On March 15, 2021, Dawson said that he found a teddy bear with a noose around its neck in the breakroom and that he interpreted that to be meant to intimidate him. He said that he reported this to his new supervisor, Susan K, who informed the school principal and her superiors. However, he claimed, there was no immediate action to address that matter and that he and his coworkers weren’t separated until March 22, 2021. Dawson said that he went on unpaid leave that day due to the intense emotional distress caused by the hostile environment which extended until June 2, 2021 when he returned to work.
According to the settlement agreement, Dawson received $100,355.95 of the $175,000 settlement amount while his attorney received the remaining $74,644.05. The settlement agreement also stated that Dawson “will be considered resigned from employment” and that the school district would not “contest [Dawson’s] claim for unemployment benefits should a claim be filed.” The district’s response to an Open Public Records Act request shows that Dawson resigned effective May 17, 2023 at an annual salary of $44,546.
The case is captioned Patrick Dawson v. Egg Harbor School District, Docket No. ATL-L-3106-21 and Dawson’s original attorney was William A. Riback of Cherry Hill. The lawsuit and settlement agreement are in a combined PDF file on-line here.

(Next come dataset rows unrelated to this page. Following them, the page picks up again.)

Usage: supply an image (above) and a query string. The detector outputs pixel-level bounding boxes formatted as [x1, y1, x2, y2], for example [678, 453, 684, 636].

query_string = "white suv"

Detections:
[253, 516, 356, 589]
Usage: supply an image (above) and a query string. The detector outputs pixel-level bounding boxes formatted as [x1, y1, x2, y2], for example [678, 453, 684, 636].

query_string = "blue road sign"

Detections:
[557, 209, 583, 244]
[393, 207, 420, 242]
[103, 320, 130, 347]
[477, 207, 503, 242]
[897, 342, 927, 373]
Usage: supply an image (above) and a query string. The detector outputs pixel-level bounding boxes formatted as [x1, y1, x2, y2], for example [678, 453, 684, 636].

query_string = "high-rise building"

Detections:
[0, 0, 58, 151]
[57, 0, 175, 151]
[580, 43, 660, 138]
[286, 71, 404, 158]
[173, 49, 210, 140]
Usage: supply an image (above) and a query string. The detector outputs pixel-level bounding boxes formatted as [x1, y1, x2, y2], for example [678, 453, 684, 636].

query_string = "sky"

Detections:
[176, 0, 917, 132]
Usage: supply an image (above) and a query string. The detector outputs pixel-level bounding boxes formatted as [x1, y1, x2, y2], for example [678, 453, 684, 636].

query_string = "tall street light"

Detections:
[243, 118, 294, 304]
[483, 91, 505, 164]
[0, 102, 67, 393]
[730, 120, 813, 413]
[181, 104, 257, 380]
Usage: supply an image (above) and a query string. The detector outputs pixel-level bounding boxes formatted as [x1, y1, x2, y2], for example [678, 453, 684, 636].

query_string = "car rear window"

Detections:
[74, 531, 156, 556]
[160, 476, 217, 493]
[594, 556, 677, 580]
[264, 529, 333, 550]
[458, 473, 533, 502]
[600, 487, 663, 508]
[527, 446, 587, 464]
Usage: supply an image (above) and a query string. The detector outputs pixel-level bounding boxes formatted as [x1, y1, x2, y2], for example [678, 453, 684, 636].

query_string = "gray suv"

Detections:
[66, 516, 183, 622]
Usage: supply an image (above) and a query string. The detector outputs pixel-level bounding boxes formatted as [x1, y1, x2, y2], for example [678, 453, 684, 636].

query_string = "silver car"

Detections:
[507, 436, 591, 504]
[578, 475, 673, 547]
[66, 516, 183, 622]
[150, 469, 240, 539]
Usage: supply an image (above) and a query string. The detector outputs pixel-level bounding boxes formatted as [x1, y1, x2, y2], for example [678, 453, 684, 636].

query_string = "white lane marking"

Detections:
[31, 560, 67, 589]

None of Dawson’s allegations have been proven or disproven in court. Settlement agreements typically state that payment does not constitute an admission of wrongdoing by any of the defendants or school district’s supervisors or employees. All that is known for sure is that the Egg Harbor school board or its insurer, for whatever reason, decided that it would rather pay Dawson $175,000 than take the matter to trial. Perhaps the defendants’ decision to settle was done to save further legal expense and the costs of trying what were in fact exaggerated or meritless claims. Or, perhaps the claims were true and the defendants wanted to avoid being embarrassed at trial. This is the problem when cases settle before trial–it is impossible to know the truth of what really happened.